Re: Kara Lawson, that now makes EIGHT women on NBA coaching staffs:
Jenny Boucek (Mavericks)
Lindsay Gottlieb (Cavaliers)
Becky Hammon (Spurs)
Lindsey Harding (Sixers)
Natalie Nakase (Clippers)
Karen Stack-Umlauf (Bulls)
Kristi Toliver (Wizards)
That’s nearly a tenth of league
— Candace Buckner (@CandaceDBuckner) June 27, 2019
And consider also Kelly Krauskopf, assistant GM of the Pacers, the first woman in a front office role in the men’s league.
Lawson had a 13-year career in the WNBA. Becky Hammon, the heiress apparent to Gregg Popovich’s kingdom in San Antonio, had 16 years playing the game professionally in America. And Krauskopf was director of operations for the WNBA at the administrative level.
And here’s the thing about basketball—the difference between men’s basketball and women’s basketball is purely rooted in the physical differences between the sexes. If anything, the women must make up in tactical decision-making and fundamentally sound play what they can’t paper over with pure athleticism.
Put it this way. If a woman comes into the WNBA with the basketball IQ of some of the men who can dunk but who fall asleep on defense and can’t make a reliable backdoor cut or move off a screen, they wouldn’t last five minutes.
So naturally the women with a high basketball IQ make excellent teachers of the game to the men.
And we’re starting to see that now. Men, finally (seriously guys, what’s wrong with us), are getting less weird about being led by women, which means they won’t dismiss smart coaching just because of what’s between the legs of the person giving the instructions.
Look at the Spurs. That roster should have crashed and burned. Their two best offensive players can’t hit threes to save their lives, so the team had to run an offense right out of the Dark Ages.
They still managed to hang with the 2-seed Nuggets, and I’m going to come right out and say that the influence of Becky Hammon—one of the best free throw shooters, man or woman, the world has ever seen, as she hit 89.7 percent of them in her career, by the way—had something to do with it.
It’s only a matter of time before someone—anyone on Buckner’s list in that tweet or a WNBA player we’ve yet to see enter the coaching ranks in the men’s game—ends up as the first woman to coach an NBA team.
And the reason for that is simple; the WNBA provides women a place to learn the craft of basketball from a player’s perspective, and it may actually be better for the women in that sense than it is for the men.
Look at guys like Byron Scott and Nate McMillan, who make poor coaches on an Xs and Os level—they do tend to run cohesive locker rooms, to their credit, but the actual strategy of modern basketball eludes them—because their decisions are colored too heavily by the experience they had as players in a different, less efficient era of NBA basketball.
You will never see a woman who played WNBA ball put a WNBA offense into a men’s NBA game because—closeted transgender people aside—men are not women.
Women can come into the coaching ranks knowing the sport of basketball and the universal fundamentals of the sport.
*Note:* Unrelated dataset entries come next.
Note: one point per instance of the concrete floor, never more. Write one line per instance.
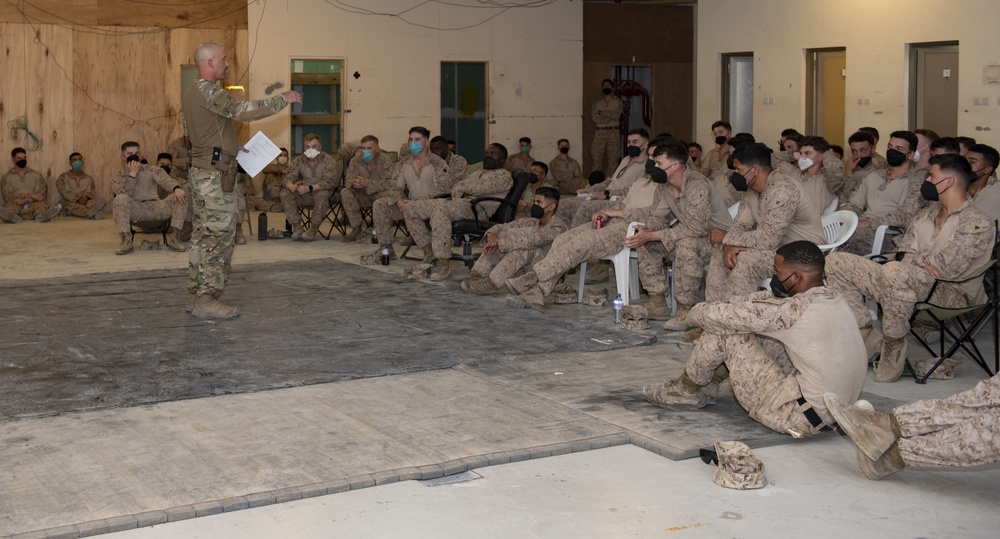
(617, 491)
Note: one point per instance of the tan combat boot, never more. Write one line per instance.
(208, 307)
(442, 270)
(174, 241)
(126, 245)
(893, 359)
(657, 308)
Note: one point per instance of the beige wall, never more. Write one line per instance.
(535, 58)
(876, 35)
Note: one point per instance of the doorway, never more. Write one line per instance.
(737, 91)
(464, 106)
(934, 87)
(826, 76)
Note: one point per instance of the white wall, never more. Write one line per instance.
(535, 60)
(876, 34)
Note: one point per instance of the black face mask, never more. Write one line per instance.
(928, 190)
(537, 211)
(895, 157)
(490, 164)
(778, 286)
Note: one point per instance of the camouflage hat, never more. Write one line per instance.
(738, 467)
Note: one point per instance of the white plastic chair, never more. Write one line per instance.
(626, 270)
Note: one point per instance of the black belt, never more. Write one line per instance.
(810, 414)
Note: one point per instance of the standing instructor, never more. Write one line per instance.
(209, 112)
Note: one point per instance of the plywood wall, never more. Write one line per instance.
(90, 89)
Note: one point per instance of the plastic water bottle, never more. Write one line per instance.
(384, 254)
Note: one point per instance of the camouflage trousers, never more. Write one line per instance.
(897, 286)
(354, 200)
(585, 211)
(572, 247)
(502, 266)
(127, 211)
(723, 283)
(689, 258)
(214, 237)
(75, 209)
(28, 211)
(962, 430)
(607, 144)
(384, 214)
(761, 375)
(317, 201)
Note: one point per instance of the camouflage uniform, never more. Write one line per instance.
(698, 209)
(14, 186)
(433, 179)
(379, 176)
(851, 183)
(607, 140)
(781, 350)
(567, 174)
(882, 202)
(208, 114)
(645, 203)
(962, 430)
(137, 199)
(323, 178)
(780, 215)
(961, 246)
(442, 212)
(71, 187)
(519, 244)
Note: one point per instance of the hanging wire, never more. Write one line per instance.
(32, 142)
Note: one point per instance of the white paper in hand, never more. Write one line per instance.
(260, 152)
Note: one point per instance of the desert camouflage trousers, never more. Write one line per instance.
(214, 237)
(961, 430)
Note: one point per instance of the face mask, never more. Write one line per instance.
(928, 190)
(895, 157)
(488, 162)
(778, 286)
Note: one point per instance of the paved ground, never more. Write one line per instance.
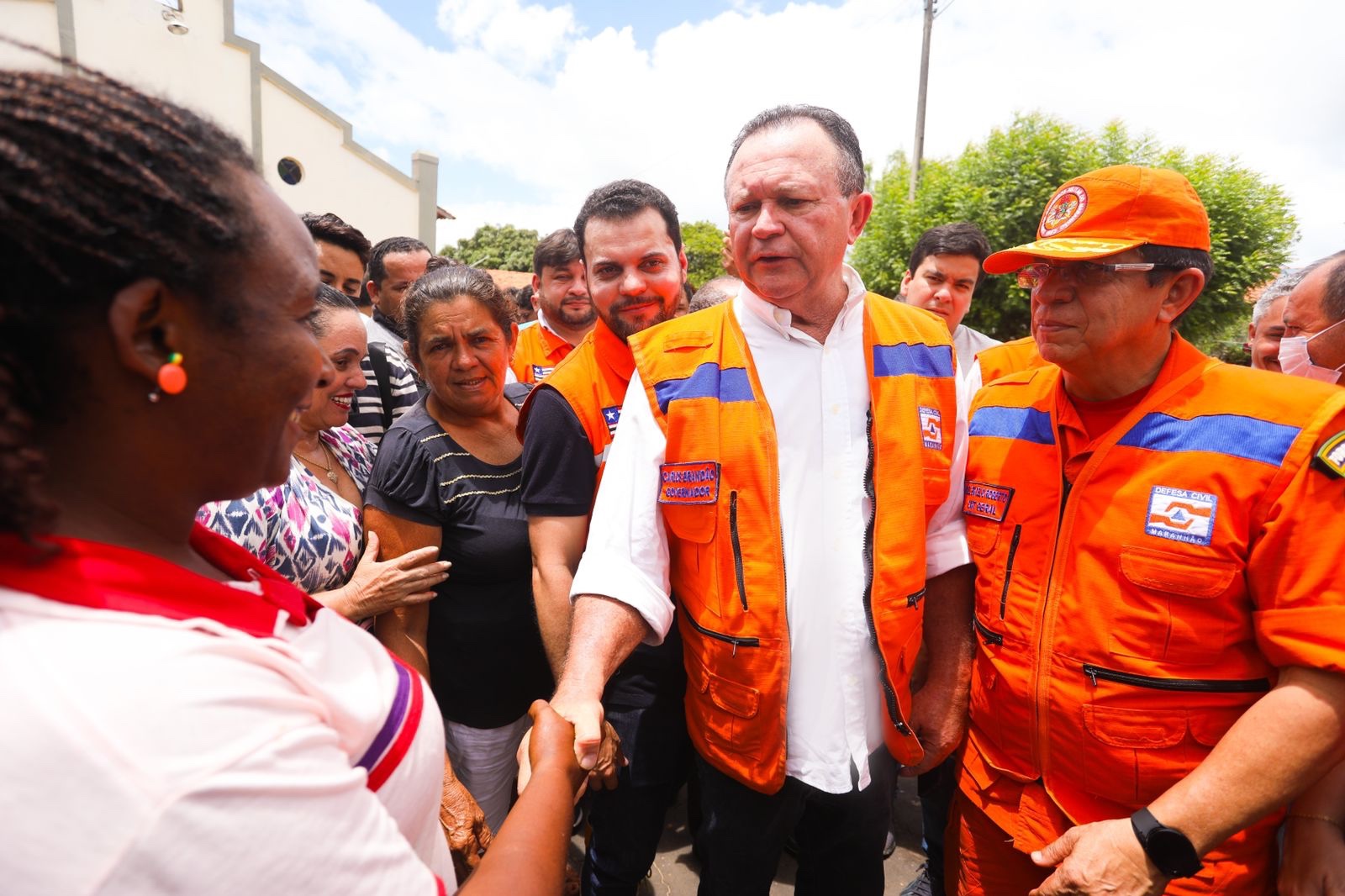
(676, 871)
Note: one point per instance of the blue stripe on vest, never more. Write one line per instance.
(912, 358)
(1231, 435)
(1026, 424)
(708, 381)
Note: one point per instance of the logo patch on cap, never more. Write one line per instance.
(1063, 210)
(931, 428)
(1181, 515)
(1331, 456)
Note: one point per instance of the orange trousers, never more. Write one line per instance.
(986, 862)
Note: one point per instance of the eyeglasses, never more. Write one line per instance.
(1082, 273)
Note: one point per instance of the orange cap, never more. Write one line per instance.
(1110, 210)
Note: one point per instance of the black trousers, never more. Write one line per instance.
(840, 835)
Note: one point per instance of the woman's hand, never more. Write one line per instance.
(1315, 858)
(377, 587)
(463, 822)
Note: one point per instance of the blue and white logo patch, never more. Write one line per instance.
(1181, 515)
(931, 428)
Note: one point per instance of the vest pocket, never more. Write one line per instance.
(1165, 607)
(725, 708)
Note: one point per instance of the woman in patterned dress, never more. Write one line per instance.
(309, 529)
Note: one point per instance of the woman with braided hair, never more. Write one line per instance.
(177, 716)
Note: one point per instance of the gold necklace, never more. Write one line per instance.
(327, 461)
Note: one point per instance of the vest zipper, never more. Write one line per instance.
(737, 549)
(986, 634)
(889, 696)
(728, 640)
(1013, 549)
(1207, 685)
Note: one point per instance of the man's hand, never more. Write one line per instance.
(1315, 858)
(463, 822)
(1103, 857)
(939, 720)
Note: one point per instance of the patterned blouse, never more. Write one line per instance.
(303, 530)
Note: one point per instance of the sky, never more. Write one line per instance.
(531, 105)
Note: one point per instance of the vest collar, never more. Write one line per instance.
(101, 576)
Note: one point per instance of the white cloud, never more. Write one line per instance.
(557, 112)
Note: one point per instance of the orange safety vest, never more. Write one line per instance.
(537, 353)
(720, 493)
(592, 380)
(1127, 620)
(1006, 358)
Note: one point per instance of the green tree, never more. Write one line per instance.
(1002, 185)
(502, 248)
(703, 242)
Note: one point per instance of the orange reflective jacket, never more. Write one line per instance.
(1006, 358)
(1127, 620)
(720, 498)
(592, 380)
(537, 353)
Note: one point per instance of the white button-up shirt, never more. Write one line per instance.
(818, 393)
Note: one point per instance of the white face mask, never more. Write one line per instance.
(1295, 361)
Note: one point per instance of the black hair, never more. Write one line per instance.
(958, 239)
(100, 186)
(849, 158)
(556, 250)
(447, 282)
(622, 201)
(327, 300)
(390, 246)
(329, 228)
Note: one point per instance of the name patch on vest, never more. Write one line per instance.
(689, 483)
(986, 501)
(1331, 456)
(1181, 515)
(931, 428)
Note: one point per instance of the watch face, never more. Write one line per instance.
(1172, 851)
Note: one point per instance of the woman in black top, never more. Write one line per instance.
(448, 475)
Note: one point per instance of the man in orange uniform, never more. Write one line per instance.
(782, 472)
(1161, 651)
(564, 309)
(631, 245)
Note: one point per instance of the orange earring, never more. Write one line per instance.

The men they coach can then become more fundamentally sound basketball players while retaining their athleticism.
And women, with the bias of their playing days not a factor, can design and build offenses around principles other than “this is how we did it when I played” and in that, the roots of modern, efficient teams with great advanced stats are planted deep.
The WNBA may be a non-factor as a business. It exists largely at the sufferance of the NBA’s willingness to subsidize it, because it is not and may never be a profit center in and of itself—there’s a reason players only take home 20 percent of basketball-related income in the WNBA, and it’s not because of sexism but because of pure dollars-and-cents business reality.
But as a pipeline for women to serve in a lucrative role as head coaches in the men’s league? That’s a value that, after over 20 years of play, we’re seeing emerge big-time.